The ANT project is happy to announce that our extensions to Hadoop to support splitting of bzip2-compressed files have been accepted to appear in the next Hadoop release (will be 0.21.0).
Support for compression is important in map/reduce because it reduces the amount of I/O, and because important input files (for us, our Internet address censuses) are provided in compressed format.
Splitting is important in map/reduce, because splitting allows many computers to process parts of a few big files. Since the whole point of Hadoop and map/reduce is processing big files (for us, 4GB or more) with many computers (for us, dozens to hundreds), splitting is really essential.

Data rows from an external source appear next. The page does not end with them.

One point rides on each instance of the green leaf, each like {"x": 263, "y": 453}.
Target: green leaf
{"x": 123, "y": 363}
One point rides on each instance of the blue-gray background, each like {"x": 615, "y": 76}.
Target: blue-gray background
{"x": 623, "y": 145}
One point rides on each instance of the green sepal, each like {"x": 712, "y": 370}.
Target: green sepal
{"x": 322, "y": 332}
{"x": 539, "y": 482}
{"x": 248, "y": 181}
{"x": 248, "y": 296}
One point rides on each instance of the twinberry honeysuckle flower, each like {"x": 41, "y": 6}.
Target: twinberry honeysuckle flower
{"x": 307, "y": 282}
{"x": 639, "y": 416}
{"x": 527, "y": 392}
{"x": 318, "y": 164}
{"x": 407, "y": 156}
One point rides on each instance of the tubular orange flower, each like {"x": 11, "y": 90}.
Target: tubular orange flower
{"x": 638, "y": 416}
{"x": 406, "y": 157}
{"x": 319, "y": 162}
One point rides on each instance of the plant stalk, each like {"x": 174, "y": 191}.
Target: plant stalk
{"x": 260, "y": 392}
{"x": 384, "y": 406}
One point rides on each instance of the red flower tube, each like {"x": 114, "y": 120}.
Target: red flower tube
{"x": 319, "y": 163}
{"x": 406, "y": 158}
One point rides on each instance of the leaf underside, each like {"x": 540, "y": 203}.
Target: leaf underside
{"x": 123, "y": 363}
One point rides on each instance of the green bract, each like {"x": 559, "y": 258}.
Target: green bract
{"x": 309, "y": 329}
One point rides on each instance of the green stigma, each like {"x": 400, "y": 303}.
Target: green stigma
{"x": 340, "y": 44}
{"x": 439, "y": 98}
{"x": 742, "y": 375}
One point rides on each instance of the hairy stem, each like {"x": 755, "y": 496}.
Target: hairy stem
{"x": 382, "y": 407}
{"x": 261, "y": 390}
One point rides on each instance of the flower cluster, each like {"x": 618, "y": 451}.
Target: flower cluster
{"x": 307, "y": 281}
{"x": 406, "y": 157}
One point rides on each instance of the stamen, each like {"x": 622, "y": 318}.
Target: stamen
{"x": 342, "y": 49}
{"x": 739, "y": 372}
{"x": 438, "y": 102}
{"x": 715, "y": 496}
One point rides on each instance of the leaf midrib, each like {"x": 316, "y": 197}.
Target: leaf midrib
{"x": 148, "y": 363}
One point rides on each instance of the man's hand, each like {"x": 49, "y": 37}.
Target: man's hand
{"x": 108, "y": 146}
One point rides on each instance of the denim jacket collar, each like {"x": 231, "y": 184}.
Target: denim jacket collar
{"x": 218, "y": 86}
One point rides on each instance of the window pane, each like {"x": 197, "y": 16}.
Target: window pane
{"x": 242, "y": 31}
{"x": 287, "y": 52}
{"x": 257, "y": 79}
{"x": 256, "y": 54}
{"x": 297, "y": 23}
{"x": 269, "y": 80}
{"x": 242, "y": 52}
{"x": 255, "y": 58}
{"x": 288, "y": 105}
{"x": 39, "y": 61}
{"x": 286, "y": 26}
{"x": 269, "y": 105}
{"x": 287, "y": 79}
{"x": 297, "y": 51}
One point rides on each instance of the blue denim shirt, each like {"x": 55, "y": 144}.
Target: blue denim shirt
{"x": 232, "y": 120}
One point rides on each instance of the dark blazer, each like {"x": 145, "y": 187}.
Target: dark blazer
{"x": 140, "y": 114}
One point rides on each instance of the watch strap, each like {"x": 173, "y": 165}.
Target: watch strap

Until now, Hadoop did not support splitting of compressed files. Instead, if input data was compressed, you get at most one computer per file. Some work-arounds were possible, but basically unpleasant, and often requiring that one rewrite all the input data is some other format.
Our extensions (see HADOOP-4012 and MAPREDUCE-830, plus HADOOP-3646 that went into 0.19.0) support Hadoop execution over bzip2 files with automatic splitting. Getting this done was trickier than one might expect: Hadoop really wants to decide where to split files, yet bzip2 can only support splits at specific locations that are different, and users don’t care about either of these but instead only about their record boundaries. Fortunately, we were able to align all of these constraints, and deal with the corner cases that inevitably arise. (What if the bzip2 marker appears in normal data? What happens when markers exactly align, or are off-by-one?)
Abdul Qadeer did this work in 2008, working with Yuri Pradkin and me (John Heidemann), and continued to work with the patch through its getting committed. We especially thank Chris Douglas at Yahoo for shepherding patch through the Hadoop bug tracking system, including helping clean it up and add test cases. And we thank Doug Cutting for initially suggesting bzip2 as a splittable compression scheme.
This work was supported by NSF through the MR-Net research project (CNS-0823774).